Edward Ainsworth, a junior, works with Kathryn Hall to sand old paint off his bicycle
Story and photo by Anthony Beron
McClymonds engineering students welded, grinded, sanded, assembled, improvised and painted. Then they learned a lesson about the weather: as paint was sprayed on their home-made bikes at the Crucible in West Oakland, they realized that the cold weather can’t be tamed as easily as steel can be bent into shape.
The paint cracked, creating an unusually jagged pattern. David Wright, one of the Crucible’s volunteers, complimented the design, calling it “crackin.”
“It looks really cool,” acquiesced engineering teacher Kathryn Hall, who had arranged for the Crucible staff to help her advanced engineering students build bicycles from scratch.
They met five times over the semester.
Students learned how to weld, paint and grind metal during the workshop in a hands-on manner during the five day-long course that was held over a period of five weeks, describing it as fun and challenging. Several students were able to present their own creations last weekend, earning an increased letter grade in extra credit for their engineering class.
They reused old bicycle parts, which ranged from cracked tubes to handlebars to rusted gears and drive-trains. They were then repaired and reassembled into ride-able recycled art, with nuances of accumulated pitch and worn paint.
Despite the alleged hands-on aspect of the course, several instructors complained of students not doing enough of their own work on their projects.

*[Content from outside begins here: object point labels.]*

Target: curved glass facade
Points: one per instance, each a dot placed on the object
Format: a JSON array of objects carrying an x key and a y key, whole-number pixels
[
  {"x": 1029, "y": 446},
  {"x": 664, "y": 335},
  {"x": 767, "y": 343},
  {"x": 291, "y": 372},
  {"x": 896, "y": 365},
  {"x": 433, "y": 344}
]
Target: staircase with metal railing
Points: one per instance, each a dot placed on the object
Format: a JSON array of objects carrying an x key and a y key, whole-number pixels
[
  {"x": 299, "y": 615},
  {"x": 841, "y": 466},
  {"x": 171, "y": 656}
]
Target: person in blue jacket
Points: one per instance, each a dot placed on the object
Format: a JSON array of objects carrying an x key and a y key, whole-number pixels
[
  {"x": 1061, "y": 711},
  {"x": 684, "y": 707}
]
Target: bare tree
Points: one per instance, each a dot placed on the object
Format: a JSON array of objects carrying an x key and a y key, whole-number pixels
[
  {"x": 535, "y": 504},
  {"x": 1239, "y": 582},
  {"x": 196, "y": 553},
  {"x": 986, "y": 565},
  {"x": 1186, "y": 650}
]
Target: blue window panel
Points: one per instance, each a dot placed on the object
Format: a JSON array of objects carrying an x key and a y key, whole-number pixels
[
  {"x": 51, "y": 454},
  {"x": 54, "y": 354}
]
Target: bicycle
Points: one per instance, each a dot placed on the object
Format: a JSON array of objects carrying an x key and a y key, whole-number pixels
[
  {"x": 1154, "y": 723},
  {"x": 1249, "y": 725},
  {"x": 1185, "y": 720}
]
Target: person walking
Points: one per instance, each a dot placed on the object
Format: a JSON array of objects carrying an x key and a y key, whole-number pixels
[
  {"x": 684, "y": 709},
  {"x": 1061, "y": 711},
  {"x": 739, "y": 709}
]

“Come on guys, you can’t have us do all this work that’s supposed to be done by you!” said a disgruntled Sudhu Tewari to Justin Gilreath and Issac Ramirez, a Mack senior and junior, respectively, for not completing an important weld.
When Mack engineering teacher Hall tried to take a ride with another student in the Gilreath-Ramirez designed cart connected to a bicycle, a weld failed when the joint that connected both pieces snapped. The bike, a tandem wheeler cart attached to a repainted and donated mountain bicycle, collapsed.